Les Chroniques de Coster

 Par Laura Fissinger, Soap Opera Weekly, 1994

 Accueil   This page in English  

«Vous savez ce qui m'a vraiment poussé à jouer ? Je ne pense pas avoir déjà raconté cette histoire à la presse auparavant.» Beaucoup d'acteurs peuvent raconter les histoires - si quelqu'un d'autre les écrit. Nicolas Coster vit ses propres histoires. Et peut-il raconter une histoire ? Bienvenue dans les Chroniques de Coster.

Durant ses années au collège en Californie, il raconte : «Un de mes professeurs, qui était assez extraordinaire, m'a dit : "Nicolas, vous devez utiliser cette grande gueule. Venez à mon cours d'art oratoire".» Coster l'a fait, remportant des concours avec des prestations originales dès qu'il a commencé. «Mais ce qui m'a fait basculer dans ce métier est venu de chez moi. Ma mère, mon frère et moi-même vivions loin dans la cambrousse - les jours où j'avais des entraînements d'équipe sur piste, je devais manquer le bus scolaire et faire de l'auto-stop pour rentrer à la maison. Mais un jour de pluie, j'ai dû marcher jusqu'au bout, 6,5 km en tout. J'étais frissonnant et misérable à la fin. Alors je suis entré par la porte en jouant à fond.

Coster joue actuellement "Mr. Mystery" alias le désabusé Eduardo Grimaldi, dans As the World Turns. Malgré tout sa stature dans un costume de créateur, Eduardo se moque assez souvent de lui-même; Coster utilise une autodérision impitoyable pour garder le public absorbé par sa narration. «Ma mère a dit plus tard que le jour où je suis rentrée à la maison trempé de l'entraînement sur piste, je ressemblais à un vieux mélodrame.

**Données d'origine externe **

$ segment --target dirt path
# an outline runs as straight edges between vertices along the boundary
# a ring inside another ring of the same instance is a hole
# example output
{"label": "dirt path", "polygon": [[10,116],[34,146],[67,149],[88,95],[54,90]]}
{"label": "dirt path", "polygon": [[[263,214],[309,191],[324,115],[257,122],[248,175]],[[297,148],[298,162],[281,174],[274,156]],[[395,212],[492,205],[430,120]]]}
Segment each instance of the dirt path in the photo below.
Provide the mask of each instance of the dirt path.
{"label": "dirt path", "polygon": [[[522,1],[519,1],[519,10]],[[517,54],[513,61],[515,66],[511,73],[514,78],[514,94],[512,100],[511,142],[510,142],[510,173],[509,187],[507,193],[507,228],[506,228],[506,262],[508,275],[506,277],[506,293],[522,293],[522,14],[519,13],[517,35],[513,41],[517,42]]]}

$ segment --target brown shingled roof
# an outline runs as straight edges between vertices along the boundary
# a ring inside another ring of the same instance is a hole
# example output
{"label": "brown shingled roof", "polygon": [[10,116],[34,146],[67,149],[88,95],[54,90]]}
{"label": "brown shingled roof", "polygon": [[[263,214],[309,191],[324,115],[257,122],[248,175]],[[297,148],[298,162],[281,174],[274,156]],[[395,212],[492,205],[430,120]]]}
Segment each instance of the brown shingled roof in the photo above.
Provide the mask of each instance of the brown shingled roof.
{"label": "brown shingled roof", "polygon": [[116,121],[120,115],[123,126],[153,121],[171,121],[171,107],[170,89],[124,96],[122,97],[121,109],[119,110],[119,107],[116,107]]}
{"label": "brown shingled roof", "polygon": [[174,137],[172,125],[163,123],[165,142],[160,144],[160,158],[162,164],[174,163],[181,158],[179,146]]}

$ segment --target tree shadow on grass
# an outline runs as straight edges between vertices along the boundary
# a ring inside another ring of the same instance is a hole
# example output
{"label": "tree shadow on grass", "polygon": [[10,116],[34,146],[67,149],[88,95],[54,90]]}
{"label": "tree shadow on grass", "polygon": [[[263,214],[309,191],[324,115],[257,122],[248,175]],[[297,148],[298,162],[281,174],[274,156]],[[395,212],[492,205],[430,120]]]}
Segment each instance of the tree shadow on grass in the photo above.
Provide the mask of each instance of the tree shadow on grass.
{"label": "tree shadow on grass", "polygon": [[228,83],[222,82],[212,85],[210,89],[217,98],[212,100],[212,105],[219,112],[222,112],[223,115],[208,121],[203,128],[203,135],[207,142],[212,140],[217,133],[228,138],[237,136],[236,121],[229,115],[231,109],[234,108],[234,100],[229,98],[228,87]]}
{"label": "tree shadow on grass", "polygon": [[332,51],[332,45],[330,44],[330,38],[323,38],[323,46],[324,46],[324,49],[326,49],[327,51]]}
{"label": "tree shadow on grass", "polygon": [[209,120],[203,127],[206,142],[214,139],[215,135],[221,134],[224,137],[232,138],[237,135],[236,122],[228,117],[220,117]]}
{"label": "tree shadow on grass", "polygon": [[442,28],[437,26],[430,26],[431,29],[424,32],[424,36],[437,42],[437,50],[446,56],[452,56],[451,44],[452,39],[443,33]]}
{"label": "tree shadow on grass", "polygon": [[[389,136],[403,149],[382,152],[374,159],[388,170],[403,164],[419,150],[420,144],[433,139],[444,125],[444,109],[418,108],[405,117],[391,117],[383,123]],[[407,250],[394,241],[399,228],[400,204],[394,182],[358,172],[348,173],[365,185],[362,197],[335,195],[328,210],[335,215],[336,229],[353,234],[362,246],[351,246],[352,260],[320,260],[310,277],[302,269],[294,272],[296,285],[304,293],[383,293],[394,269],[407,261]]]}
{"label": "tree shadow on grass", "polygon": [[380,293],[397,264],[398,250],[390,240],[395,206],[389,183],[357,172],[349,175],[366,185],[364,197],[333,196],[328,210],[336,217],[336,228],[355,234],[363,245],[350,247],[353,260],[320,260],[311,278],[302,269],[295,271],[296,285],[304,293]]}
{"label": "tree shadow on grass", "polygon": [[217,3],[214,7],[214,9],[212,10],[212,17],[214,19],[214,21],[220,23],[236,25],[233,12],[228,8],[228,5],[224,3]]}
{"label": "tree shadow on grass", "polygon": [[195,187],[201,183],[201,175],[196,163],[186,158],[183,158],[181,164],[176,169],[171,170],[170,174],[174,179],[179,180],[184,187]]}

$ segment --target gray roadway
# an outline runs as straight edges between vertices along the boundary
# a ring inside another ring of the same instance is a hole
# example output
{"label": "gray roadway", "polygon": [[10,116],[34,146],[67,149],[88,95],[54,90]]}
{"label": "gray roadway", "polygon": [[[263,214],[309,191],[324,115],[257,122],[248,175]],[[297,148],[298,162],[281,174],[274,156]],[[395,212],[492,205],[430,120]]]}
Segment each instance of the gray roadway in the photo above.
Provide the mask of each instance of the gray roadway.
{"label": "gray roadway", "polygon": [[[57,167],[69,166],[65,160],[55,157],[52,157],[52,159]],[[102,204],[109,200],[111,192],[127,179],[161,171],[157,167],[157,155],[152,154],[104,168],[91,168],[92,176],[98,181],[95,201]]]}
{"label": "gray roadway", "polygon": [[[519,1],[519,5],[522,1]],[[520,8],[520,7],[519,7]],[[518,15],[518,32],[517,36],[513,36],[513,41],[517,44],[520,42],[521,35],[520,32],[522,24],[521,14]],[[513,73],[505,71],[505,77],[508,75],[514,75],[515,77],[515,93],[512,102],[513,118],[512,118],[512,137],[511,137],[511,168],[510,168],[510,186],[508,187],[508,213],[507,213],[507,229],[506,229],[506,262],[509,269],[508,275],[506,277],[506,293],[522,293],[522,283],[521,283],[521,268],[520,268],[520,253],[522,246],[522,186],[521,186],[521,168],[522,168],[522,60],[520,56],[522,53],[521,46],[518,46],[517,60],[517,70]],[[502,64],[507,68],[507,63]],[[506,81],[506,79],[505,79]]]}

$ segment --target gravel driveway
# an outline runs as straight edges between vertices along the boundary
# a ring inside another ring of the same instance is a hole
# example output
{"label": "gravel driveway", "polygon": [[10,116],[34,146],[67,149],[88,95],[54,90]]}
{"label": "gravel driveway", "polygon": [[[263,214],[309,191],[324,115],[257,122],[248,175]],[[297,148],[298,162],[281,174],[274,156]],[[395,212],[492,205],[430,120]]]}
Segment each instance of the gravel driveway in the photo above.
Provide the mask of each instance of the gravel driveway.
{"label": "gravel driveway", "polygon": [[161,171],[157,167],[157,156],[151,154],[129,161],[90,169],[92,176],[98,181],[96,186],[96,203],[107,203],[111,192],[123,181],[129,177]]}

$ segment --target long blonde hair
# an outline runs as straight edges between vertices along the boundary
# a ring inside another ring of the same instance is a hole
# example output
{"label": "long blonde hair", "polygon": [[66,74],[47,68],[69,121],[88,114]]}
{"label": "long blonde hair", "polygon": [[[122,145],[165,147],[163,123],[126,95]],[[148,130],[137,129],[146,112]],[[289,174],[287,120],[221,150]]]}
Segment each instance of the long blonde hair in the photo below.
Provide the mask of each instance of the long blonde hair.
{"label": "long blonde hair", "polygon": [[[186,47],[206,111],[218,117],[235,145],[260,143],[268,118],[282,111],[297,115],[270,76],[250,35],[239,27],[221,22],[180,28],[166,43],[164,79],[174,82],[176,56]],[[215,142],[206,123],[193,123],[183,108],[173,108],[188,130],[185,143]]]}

Oui, j'étais vraiment mouillé et malheureux à ce moment-là, mais bon, je jouais aussi. Alors, maman m'a regardé par-dessus ces lunettes qu'elle portait pour lire et a fait ce commentaire : "Fais-toi payer pour cela". Coster cogne la table du restaurant en hurlant à la menace qu'il a lancée au visage de Martha Coster : «J'étais tellement furieux ! J'ai dit : "C'est ce que je ferai".»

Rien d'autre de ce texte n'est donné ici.